Objectives: Using computational tools and rational human design, we engineered variants of IdeS with reduced immunogenicity and extended in vivo half-life, thus addressing the two major deficits of the wild type enzyme.

Methods: We identified antigenic regions in IdeS that are presented on HLA class II (HLA-II) to stimulate CD4+ T cells. IdeS was incubated with dendritic cells in culture and IdeS peptides that were processed for HLA-II presentation were isolated and analyzed by mass spectrometry. Next, mutations were made in these antigenic regions to reduce epitope affinity for HLA-II, guided by predictions from machine learning algorithms and validated by biochemical assays for peptide/HLA-II interactions. Having reduced epitopes that are presented to T cells, we approached the removal of surface epitopes that are exposed to B cells by borrowing a molecular mechanism of immune escape from viruses, namely decorating the surface of IdeS with N-linked glycans to shield underlying protein features that would be recognized as foreign.

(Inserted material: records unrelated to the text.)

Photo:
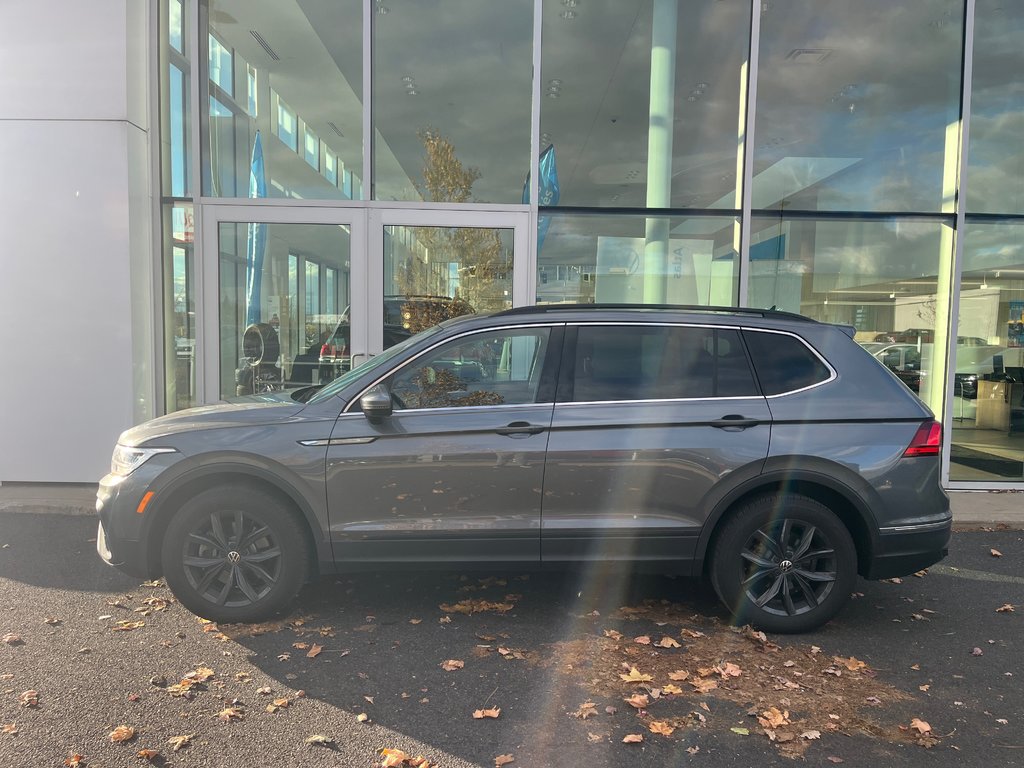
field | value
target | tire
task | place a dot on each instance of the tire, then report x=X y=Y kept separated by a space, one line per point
x=783 y=563
x=235 y=554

Results: The combination of HLA-II epitope reduction and hyperglycosylation yielded a drug candidate that has markedly reduced reactivity against anti-IdeS antibodies in serum from human donors who recently recovered from strep infection. Furthermore, since the molecular weight of IdeS is close to the filtration size limit of the glomerular barrier, hyperglycosylated IdeS has significantly extended pharmacokinetics in a rabbit model and depletes full-length IgG for more than 5 days, compared to 2 days for wild type IdeS. The duration of IgG depletion was further extended to weeks by fusing an IdeS variant to human serum albumin to facilitate FcRn-mediated recycling.

Conclusion: The superior pharmacokinetic and pharmacodynamic properties of the engineered IdeS variants support their potential for the rapid and sustained degradation of IgG autoantibodies, while their reduced immunogenicity based on ex vivo assessments suggests redosing will be possible for long-term management of recurrent flares or chronic autoimmune diseases.

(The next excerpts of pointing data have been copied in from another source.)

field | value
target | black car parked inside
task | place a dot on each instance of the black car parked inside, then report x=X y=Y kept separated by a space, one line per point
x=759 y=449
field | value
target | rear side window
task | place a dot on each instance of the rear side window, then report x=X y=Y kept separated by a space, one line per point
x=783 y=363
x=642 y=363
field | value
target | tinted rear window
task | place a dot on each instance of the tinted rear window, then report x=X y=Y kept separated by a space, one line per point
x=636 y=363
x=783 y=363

REFERENCES: [1] Zhu LN, et al. (2023) Neural Regen Res 18(8):1637-1644.

[2] Briani C, Visentin A. (2022) Neurotherapeutics 19(3):874-884.

[3] Peter HH, et al. (2020) J Allergy Clin Immunol 146(3):479-491.e5.

[4] Guptill JT, et al. (2016) Autoimmunity 49(7):472-479.

[5] Huang E, Maldonado AQ, Kjellman C, Jordan SC. (2021) Am J Transplant 22(3):691-697.

Acknowledgements: NIL.

Disclosure of Interests: Maximilian Sauer Cyrus Biotechnology, Cyrus Biotechnology, Benjamin Dutzar Cyrus Biotechnology, Cyrus Biotechnology, Emily Frazier Cyrus Biotechnology, Cyrus Biotechnology, Kui Chan Cyrus Biotechnology, Cyrus Biotechnology, Daniel Farrell Cyrus Biotechnology, Gavin Robertson Cyrus Biotechnology, Yifan Song Cyrus Biotechnology, Cyrus Biotechnology, Eric Tarcha Cyrus Biotechnology, Cyrus Biotechnology, Erik Procko Stock and options in Cyrus Biotechnology., Employed by Cyrus Biotechnology.